Quoi qu’il arrive nous vivons »

Paul Eluard

PROLOGUE : LA LÉGENDE DU PEUPLE DE LA MER

Vous a-t-on raconté, enfants, l’histoire de ces envahisseurs venus de la mer ? Pirates sauvages, débarquant soudain sur nos plages, par centaines, par milliers. Pillards, qu’il fallut enfermer à jamais derrière les murs d’une antique cité : Néapolis, un nom comme une légende. Néapolis, l’hypothétique, l’improbable, l’imaginaire prison à ciel ouvert…

Si je vous disais que je l’ai vue de mes propres yeux, que j’ai foulé son sol, que j’ai frôlé ses murs. Si je vous disais que j’ai marché le long de ses interminables ruelles, au beau milieu du peuple de la mer, au beau milieu des enfants de Kana’n. Si je vous disais que Néapolis existe bel et bien depuis des millénaires, qu’elle est en réalité peuplée de paysans, de forgerons, de marchands et de poètes ; vous pourriez très bien ne pas me croire.

D’ailleurs, je vous le demande, surtout, ne me croyez pas sur parole. Ne croyez personne sur parole !

Cherchez et trouvez par vous-mêmes cette cité cachée, à quelques lieues à peine des rivages de la mer de l’ouest ; dominée au nord et au sud, par les deux collines sacrées de Kana’n ; recluse derrière d’immenses remparts. Essayez d’y entrer, si vous le pouvez. Et voyez alors ce que vos yeux vous en disent. Restez-y le temps que vous pourrez. Vivez-y autant que vous le pourrez. Et voyez alors ce que votre cœur vous en dit.

Imprimez en vous ces images, gravez ces instants, n’en perdez rien, gardez-les précieusement au plus profond de votre être. Et, je vous en supplie, ne laissez ni les hommes, ni le temps, ni la maladie, les effacer de votre mémoire.

CHAPITRE 1er : AMNÉSIE

« J’ouvre les yeux. Je me vois, allongé sur ce lit, enfoncé sous une couverture en laine. Confus, nauséeux, j’essaie de rassembler mes esprits… En vain. J’essaie de me souvenir de la nuit dernière et de celles d’avant ; d’hier, d’avant-hier, d’avant-avant-hier… Pas de sons, pas d’images. Rien.

Je me lève et me dirige vers la fenêtre. J’ouvre grand les rideaux, et j’en aperçois d’autres à l’horizon, des rideaux de pierre et de fer : un interminable mur qui semble s’étendre sur des dizaines de kilomètres, des barbelés tout autour. Plus près de moi, en contrebas, des maisons anciennes au bord de petites routes. Entre les deux, de vastes champs de terre rouge ; et sur ces champs, d’innombrables rangées d’arbustes, comme autant de lignes vertes. Il fait chaud. Il fait lourd. J’entends au loin comme des bruits de guerre, mais je ne vois rien. Je ne sais pas d’où ça vient, ce n’est pas tout près, c’est sûr, enfin je crois.

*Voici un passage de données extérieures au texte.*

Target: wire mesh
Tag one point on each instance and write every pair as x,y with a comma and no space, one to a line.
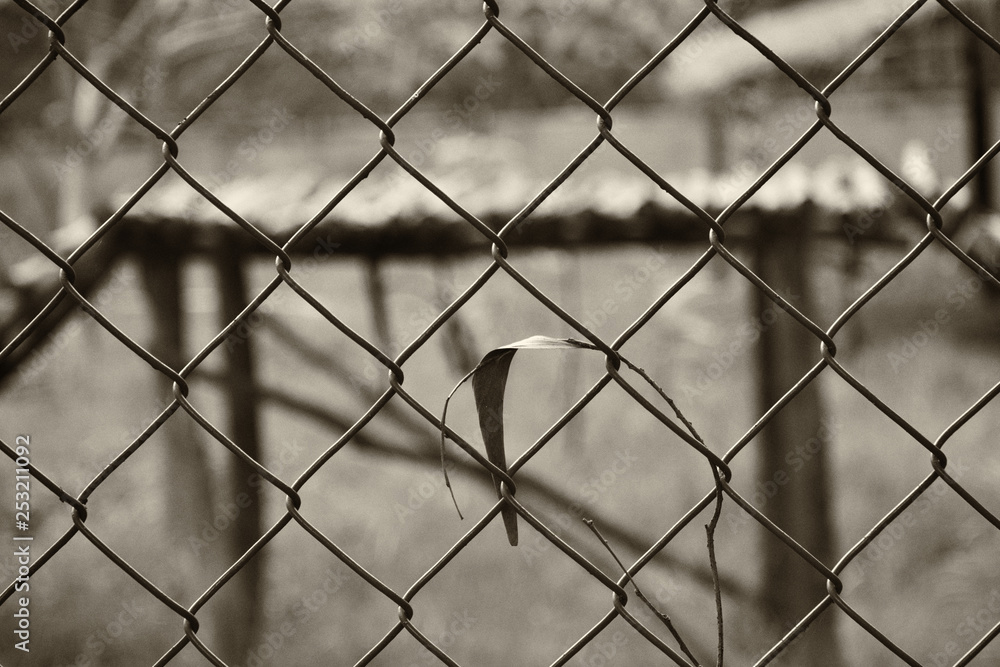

Sur la table à l’autre bout de la chambre, il y a mes affaires : un sac d’habits et une veste posée dessus. Je regarde instinctivement dans la veste pour y chercher quelques informations qui pourraient me rafraîchir la mémoire. J’y trouve trois quatre billets et quelques pièces, je me dis ironiquement : « C’est déjà ça ! » Je fouille dans ce sac, passant au crible la moindre chemise, le moindre pantalon, la moindre poche, le moindre caleçon, la moindre paire de chaussettes. Rien.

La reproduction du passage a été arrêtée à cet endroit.